Despite our screened-in sleeping area, I’m covered in bug bites (ants, I think, got me while sleeping). Oh well. I taste divine to the insect world, and at least I don’t have a mosquito virus again. I haven’t shaved my legs, don’t wear a bra and mostly keep my hair in a bun. Oh yeah. It feels so good to ‘drop out’ in a sense, and just – be.

From the beach, we wade through a small river to get to the path to the place we are staying.

When the high tide pushes sand into the mouth of the river, the river rises and if you’re carrying a lot of stuff, it may be easier to take the long way to our place from the beach, which is a twisty stairway up a steep hillside that leads to the main road in and out of the town. The ‘road’ is basically from one Yelapa waterfall to another, with many homes and farms and other sights along the way. Watch where you walk – horses frequent the narrow cobblestone road, and you occasionally have to step out of the way for a passing ATV – there are no cars here. (Compared to our last visit in 2011, quad use has greatly increased.)

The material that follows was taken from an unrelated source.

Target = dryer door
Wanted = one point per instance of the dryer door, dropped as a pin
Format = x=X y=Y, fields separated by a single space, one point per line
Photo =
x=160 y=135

The town has no pharmacy. When we asked around for the pharmacy, people told us there weren’t any, but there may be something we need sold by the women in that store. When I asked the store clerks if there were pharmacy supplies, they said it depended on what I needed. They sold a few basic supplies, and I was able to score some ointment for my itchy bug bites. I’m so grateful they had something because even though toothpaste was a little help in a pinch, I spent all of one day trying like mad not to itch my neck and upper back to bloody ribbons.

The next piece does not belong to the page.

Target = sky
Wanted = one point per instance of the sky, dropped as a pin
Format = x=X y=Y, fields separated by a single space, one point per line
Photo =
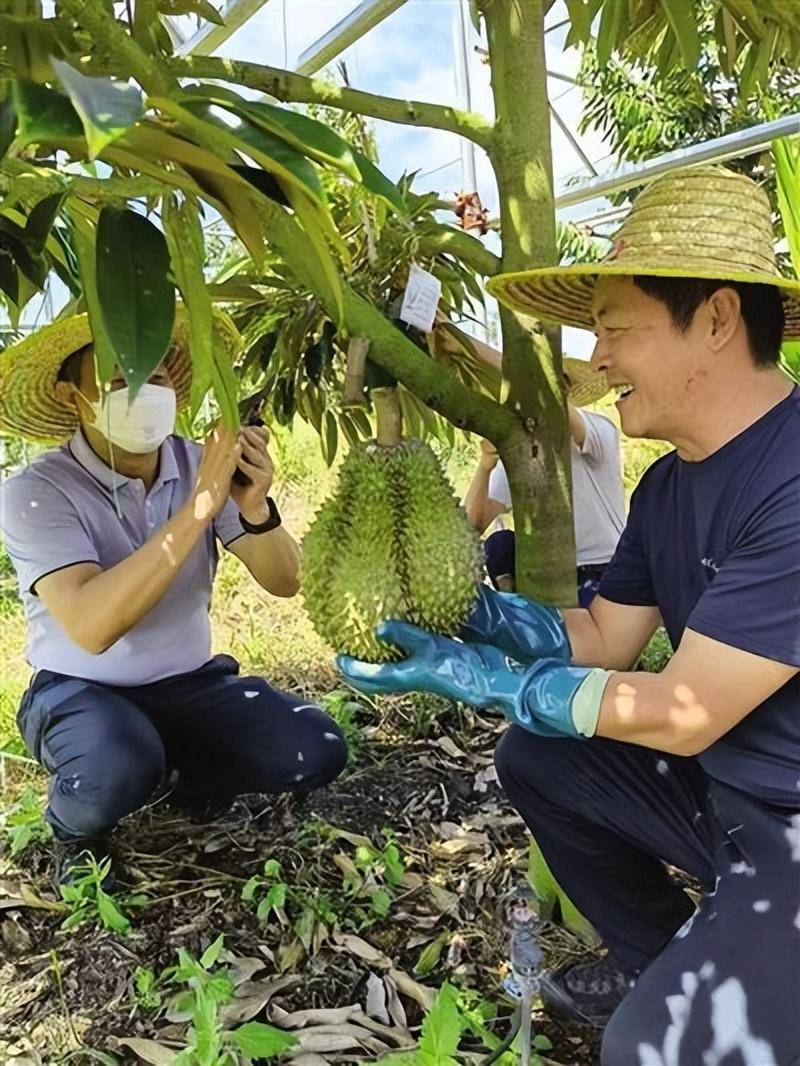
x=411 y=55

There are plenty of souvenir stands for tourists coming here on day trips to the main beach and the waterfalls, plenty of small bodegas, two stores with modest but entirely adequate grocery essentials (one is away from the main town on the way to the second waterfall), various other shops and some cafes and restaurants. We had dinner at The Yacht Club where they have good food, plenty of soap to wash your hands, and where they play American classic rock and have Christmas decorations. AAAhhhh, Christmas.

Our first evening here we saw a procession for Los Posadas – nine days of religious observance leading up to Christmas, mostly celebrated by Mexicans and Mexican Americans.

yelapa-los-posadas

This will be my second holiday season outside the U.S. as an expat. I’m a former news junkie, once publicly objective but now decidedly subjective by declaring the Orange One to be an evil source who encourages the greed that currently drives our country and threatens to transform our democracy to a demagoguery or worse – with a potential doomsday looming in the future of a parallel dimension. None of that matters in Yelapa, not really. Sure, everyone we meet is happy to take our paper money. But, if the world got any crazier and nukes blasted other parts of the world down to glass, people here would adapt to their own world order. Natural gas isn’t really needed, neither are those flat screen TVs or bags of potato chips.

So, yes, maybe this is the real reason why this place is so attractive to me. Because it’s off the heavily beaten path and the people here could get by without any outside help because they have the skills to do so. Unlike this city-life princess who’s led a life of privilege —  while having learned to stoke a fire, isn’t sure she can start one.